Il nous faut désormais l’éviter : c’est tout l’enjeu de l’écoféminisme qui ne se résout pas au fatalisme productiviste et fait de l’écologie une force émancipatrice pour les femmes. L’écologie ne doit plus  se faire au détriment de leurs droits, de leurs libertés, ou se subordonner à la lutte des classes. Cette aspiration doit irriguer l’ensemble du Parti socialiste en tant que mouvement d'espoir et de volonté politique. 
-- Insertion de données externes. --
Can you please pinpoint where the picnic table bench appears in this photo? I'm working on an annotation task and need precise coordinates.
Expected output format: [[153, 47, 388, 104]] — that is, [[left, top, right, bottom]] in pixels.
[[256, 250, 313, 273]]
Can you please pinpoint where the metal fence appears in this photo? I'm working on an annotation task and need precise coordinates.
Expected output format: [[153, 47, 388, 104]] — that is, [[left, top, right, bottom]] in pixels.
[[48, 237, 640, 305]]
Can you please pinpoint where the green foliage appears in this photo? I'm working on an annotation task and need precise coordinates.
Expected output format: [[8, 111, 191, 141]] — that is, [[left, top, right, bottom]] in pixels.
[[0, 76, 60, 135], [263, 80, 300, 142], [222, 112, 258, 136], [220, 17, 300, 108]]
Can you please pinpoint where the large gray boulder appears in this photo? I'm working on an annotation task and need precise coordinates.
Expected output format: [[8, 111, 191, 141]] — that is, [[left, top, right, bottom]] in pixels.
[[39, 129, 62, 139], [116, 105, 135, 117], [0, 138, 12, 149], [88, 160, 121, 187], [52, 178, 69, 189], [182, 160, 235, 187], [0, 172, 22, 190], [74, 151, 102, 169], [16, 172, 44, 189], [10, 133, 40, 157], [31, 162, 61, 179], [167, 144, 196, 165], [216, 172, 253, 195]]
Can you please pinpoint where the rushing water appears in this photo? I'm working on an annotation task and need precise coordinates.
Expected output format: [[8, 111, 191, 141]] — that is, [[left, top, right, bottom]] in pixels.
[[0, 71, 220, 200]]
Cette contribution n’est pas une incantation émanant d’une soudaine prise de conscience de l’insoutenabilité de notre monde. Le changement profond, structurel, culturel, qu’elle appelle structurait déjà notre engagement politique bien avant l’irruption de l’épidémie dans notre quotidien et dans notre vivre-ensemble. La crise que nous traversons a simplement rendu sa nécessité plus pressante chez davantage de nos concitoyen.ne.s. 

La crise sanitaire et chacune de ses déflagrations individuelles et collectives ont souligné rageusement la pertinence des revendications écologistes et féministes.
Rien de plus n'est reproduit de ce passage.